Tale interpretazione, che qui si condivide, trova un’ulteriore conferma anche in altre norme
di rango comunitario; ci si riferisce, in particolare, all’art. 58, paragrafo 3 del vigente
Regolamento (CE) n. 1435/2003, relativo allo statuto della società cooperativa europea (SCE)
che prevede, a sua volta, che: « Lo statuto stabilisce il numero massimo di deleghe che possono
essere conferite». Il richiamo al Regolamento CE n. 1435/2003 e, in particolare, ai suoi
“consideranda”, offre anzi l’occasione per sottolineare come le tradizioni e le specificita'
«cooperativistiche», che hanno radici storiche profonde e differenziate per ciascun Paese, siano
ben presenti anche al Legislatore Comunitario, che in più occasioni ha dovuto prendere atto
dell’indisponibilità di alcuni Stati membri a modificare le proprie discipline nazionali.

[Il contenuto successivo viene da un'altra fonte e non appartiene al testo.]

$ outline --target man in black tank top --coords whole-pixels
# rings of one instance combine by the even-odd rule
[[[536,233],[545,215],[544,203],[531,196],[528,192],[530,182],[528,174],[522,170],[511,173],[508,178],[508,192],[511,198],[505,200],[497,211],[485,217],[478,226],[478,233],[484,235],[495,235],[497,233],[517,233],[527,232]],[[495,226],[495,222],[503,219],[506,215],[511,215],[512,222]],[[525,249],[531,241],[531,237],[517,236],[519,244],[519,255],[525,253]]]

Il divieto di raccolta delle deleghe -in considerazione degli elementi prettamente
personalistici che caratterizzano il modello organizzativo cooperativistico e, in particolare, del
principio del voto per testa- trova applicazione, del resto, anche per le società cooperative con
azioni quotate, atteso che, in base alla deroga contenuta nell’art. 137, comma 4, del Testo Unico
della Finanza, la disciplina delle deleghe di voto non trova applicazione per le società
cooperative.
Le previsioni di cui agli articoli 10 e 11 della Direttiva, nella misura in cui rimuovono ogni
limite soggettivo o quantitativo alla facoltà di attribuire le deleghe di voto, non sembrano,
perciò, compatibili con il vigente ordinamento di diritto cooperativo.
Far venir meno ogni limite al conferimento delle deleghe violerebbe il principio, proprio di
tutte le società cooperative, del primato della persona del socio, comportando, di fatto,
l’annullamento del principio del voto capitario che di quel primato rappresenta la più
importante espressione, sovvertendo così completamente il modello di governance cooperativa.
* **
Alla luce di quanto sin qui osservato, si ritiene necessario che le società cooperative, fra le
quali si annoverano le maggiori Banche Popolari italiane e la Società Cattolica di
Assicurazione, siano escluse come espressamente consentito dal Legislatore comunitario ai
sensi dell’articolo 1, par. 3, lett. c) della Direttiva, dall’applicazione della Direttiva: una scelta
diversa, non auspicata per quanto sopra considerato, comporterebbe di fatto il completo
snaturamento del modello delle società cooperative con azioni quotate in mercati regolamentati.